Nikt przy zdrowych zmysłach nie oczekuje, że PiS uzdrowi finanse publiczne. Ale opowiadanie, że za PiS zaczyna się psucie finansów publicznych jest nie tylko kłamstwem, ale również hipokryzją, która utrudni publiczne napiętnowanie psucia finansów przez PiS.
Politycy PO i ich media przedstawiają narrację wedle, której za PO była zielona wyspa oraz zaciskanie pasa w celu zrównoważenia budżetu. Poniżej niedawne oszustwo w wykonaniu Janusza Lewandowskiego:
![Obrona reguły wydatkowej to taka sama ściema jak obrona trybunału…](http://www.dobrowol.org/drobiazgi/dlugpubliczny50.jpg)

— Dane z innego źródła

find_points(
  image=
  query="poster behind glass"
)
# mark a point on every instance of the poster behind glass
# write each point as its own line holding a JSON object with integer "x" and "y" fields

Jak było naprawdę było z finansami publicznymi za PO w czterech punktach poniżej:
(i) PO najbardziej ze wszystkich rządów w nowożytnej historii zadłużyła Polskę. Jej rządy to nieprzerwane pasmo zadłużania Polski. Za nic miała obowiązujące ograniczenia zadłużania. Inne rządy bały się przekroczenia progu długu do PKB 50%. PO przebiła pierwszy próg ostrożnościowy 50%, a następnie zrobiła to samo z progiem 55% (niebieski obszar to oficjalny dług, a czerwony to konta w ZUS):
![Obrona reguły wydatkowej to taka sama ściema jak obrona trybunału…](http://www.dobrowol.org/drobiazgi/dlugpubliczny51.jpg)
Źródło: GUS, ZUS i ministerstwo finansów
Powyżej widzisz tylko ostatnie kilka lat, ale w całej powojennej historii Polski nie było takiego skoku długu jak za rządów PO. Inne rządy bały się progu 50%. Gdy dług przekraczał 45% PKB tak zarządzano finansami, że spadał. Zmieniło się to dopiero po dojściu do władzy PO. Widocznie im wolno więcej, bo od 2007 dług publiczny nieprzerwanie rósł. A rzekome spadki to zwykłe oszustwo.
(ii) PO wielokrotnie zmieniała definicje długu, by ukryć narastający dług publiczny. Za każdym razem w ostatnich 7 latach, gdy groziło przekroczenie ustawowych progów zadłużenia 50% i 55% politycy PO zmieniali definicje długu, by kolejne kategorie zadłużenia uznać za coś innego niż dług:
![Obrona reguły wydatkowej to taka sama ściema jak obrona trybunału…](http://www.dobrowol.org/drobiazgi/dlugpubliczny52.jpg)
Źródło: fundacja FOR, Dawid Samoń
W 2008 z definicji długu rządząca PO wyjęła Krajowy Fundusz Drogowy. W 2010 pierwszy rozbiór OFE wykonany przez PO przesunął część długu oficjalnego do długu ukrytego nie ewidencjonowanego w statystyce zadłużenia. W 2013 drugi rozbiór OFE powtórzył ten manewr twórczej księgowości.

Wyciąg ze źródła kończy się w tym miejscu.